Innovative marketing strategy brings success to Mercedes-Benz
The luxury car company wants to sell to younger buyers
April 17, 2014, 9:09 pm · Updated April 18, 2014, 12:10 am·
Selling to the young can be really profitable. And Mercedes has figured out how to market to them.
Mercedes-Benz’s Nathan Tan, a supervisor of advertising, was hosted on campus last night by MUSE, Penn’s undergraduate marketing club. He discussed Mercedes’ strategies for survival as a luxury car brand in a slowly recovering economy.
According to Tan, bringing in younger customers has been one of Mercedes’ goals. Mercedes recently surveyed 21- to 29-year-old potential consumers and found that 59 percent of them had a satisfactory first impression of Mercedes vehicles. However, only 50 percent expressed a willingness to purchase one. Mercedes’ largest competitor, BMW, saw 56 percent favorable impressions and 64 percent willingness to purchase within the same age group.
The discrepancy in numbers was largely because many young people have stereotyped opinions of Mercedes cars. Young customers tend to view the cars as “stuffy” and “more for their fathers than for themselves,” Tan said. Appreciation for Mercedes comes more from the prestige associated with the brand than from the cars themselves.
Tan’s presentation focused on the new CLA-Class cars , which are Mercedes’ solution to resolving its relatively low popularity among the young. The CLA cars feature a compact design and a relatively low price — models start at less than $30,000. Tan thinks the huge success of CLA cars since their release has largely been due to Mercedes’ effective marketing strategies.
Although CLA cars were first sold in the United States in September 2013, they were advertised starting in February of that year during the Super Bowl. Mercedes’ Superdome Stadium hosted the game and the company put up a commercial starring Kate Upton two weeks before the game.
On game day, before the fourth quarter, Mercedes aired another commercial. The commercials’ high quality generated enough buzz to successfully sell CLA cars, Tan said.
In the next few months, Mercedes put its main marketing focus on social networking. Mercedes first established a partnership with famous filmmaker Case Neistat. In exchange for a CLA car, Neistat made four videos showing his personal experience with Mercedes’ vehicles.
Mercedes also invited Instagram’s five most popular photographers to drive CLA vehicles and post photos to the site. The photographer whose post garnered the most attention won a car.
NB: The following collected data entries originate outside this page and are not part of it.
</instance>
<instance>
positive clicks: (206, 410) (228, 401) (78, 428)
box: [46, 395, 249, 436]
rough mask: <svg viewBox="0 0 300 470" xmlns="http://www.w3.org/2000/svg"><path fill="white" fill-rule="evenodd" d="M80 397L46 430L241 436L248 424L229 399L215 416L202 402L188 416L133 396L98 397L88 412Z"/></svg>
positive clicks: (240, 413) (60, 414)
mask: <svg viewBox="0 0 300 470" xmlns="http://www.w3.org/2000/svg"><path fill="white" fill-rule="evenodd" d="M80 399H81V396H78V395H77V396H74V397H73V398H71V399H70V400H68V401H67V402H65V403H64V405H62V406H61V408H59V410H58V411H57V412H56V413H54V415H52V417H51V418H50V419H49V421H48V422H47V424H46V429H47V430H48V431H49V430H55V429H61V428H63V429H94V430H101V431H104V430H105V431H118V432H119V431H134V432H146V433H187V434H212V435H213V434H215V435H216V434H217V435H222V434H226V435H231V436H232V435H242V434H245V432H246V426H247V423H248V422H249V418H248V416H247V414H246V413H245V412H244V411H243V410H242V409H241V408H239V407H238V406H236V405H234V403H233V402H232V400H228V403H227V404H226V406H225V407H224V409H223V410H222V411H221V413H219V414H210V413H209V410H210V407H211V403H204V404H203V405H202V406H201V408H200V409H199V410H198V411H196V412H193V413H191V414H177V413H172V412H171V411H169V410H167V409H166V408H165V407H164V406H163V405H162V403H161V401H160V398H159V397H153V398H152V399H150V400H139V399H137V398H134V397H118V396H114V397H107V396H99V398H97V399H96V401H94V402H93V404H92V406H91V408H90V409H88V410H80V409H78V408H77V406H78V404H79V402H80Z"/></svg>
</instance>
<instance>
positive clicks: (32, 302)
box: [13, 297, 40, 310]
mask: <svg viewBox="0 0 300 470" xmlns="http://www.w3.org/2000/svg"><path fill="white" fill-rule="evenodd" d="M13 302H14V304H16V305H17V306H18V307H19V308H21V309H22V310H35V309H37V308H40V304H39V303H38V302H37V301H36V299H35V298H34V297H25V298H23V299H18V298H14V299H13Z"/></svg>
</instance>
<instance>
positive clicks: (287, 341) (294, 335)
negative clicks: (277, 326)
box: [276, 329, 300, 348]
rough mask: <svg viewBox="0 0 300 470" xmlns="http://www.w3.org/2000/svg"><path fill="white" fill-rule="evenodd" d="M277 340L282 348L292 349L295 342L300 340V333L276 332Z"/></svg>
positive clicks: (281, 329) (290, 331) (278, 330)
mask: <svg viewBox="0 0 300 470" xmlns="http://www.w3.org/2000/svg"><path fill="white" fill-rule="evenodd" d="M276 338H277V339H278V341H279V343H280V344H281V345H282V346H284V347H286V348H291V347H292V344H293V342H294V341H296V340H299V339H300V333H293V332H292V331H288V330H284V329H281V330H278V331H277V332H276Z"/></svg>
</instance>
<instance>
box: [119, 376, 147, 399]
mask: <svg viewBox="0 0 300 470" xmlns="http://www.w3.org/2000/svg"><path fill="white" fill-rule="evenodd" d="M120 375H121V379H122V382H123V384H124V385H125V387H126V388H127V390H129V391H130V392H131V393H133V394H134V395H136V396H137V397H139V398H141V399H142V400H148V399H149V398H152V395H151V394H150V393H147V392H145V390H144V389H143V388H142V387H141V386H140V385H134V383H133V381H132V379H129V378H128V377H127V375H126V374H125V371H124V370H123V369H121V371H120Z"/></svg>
Tan said that the effort paid off in September. The average age for CLA buyers was 46 — 11 years younger than Mercedes buyers in general. Mercedes ended up with an 82 percent conquest rate, or percentage of new buyers who had previously chosen another brand. Seventy percent of new buyers had never previously bought a luxury car. “It was the greatest advertising in Mercedes’ history,” Tan said.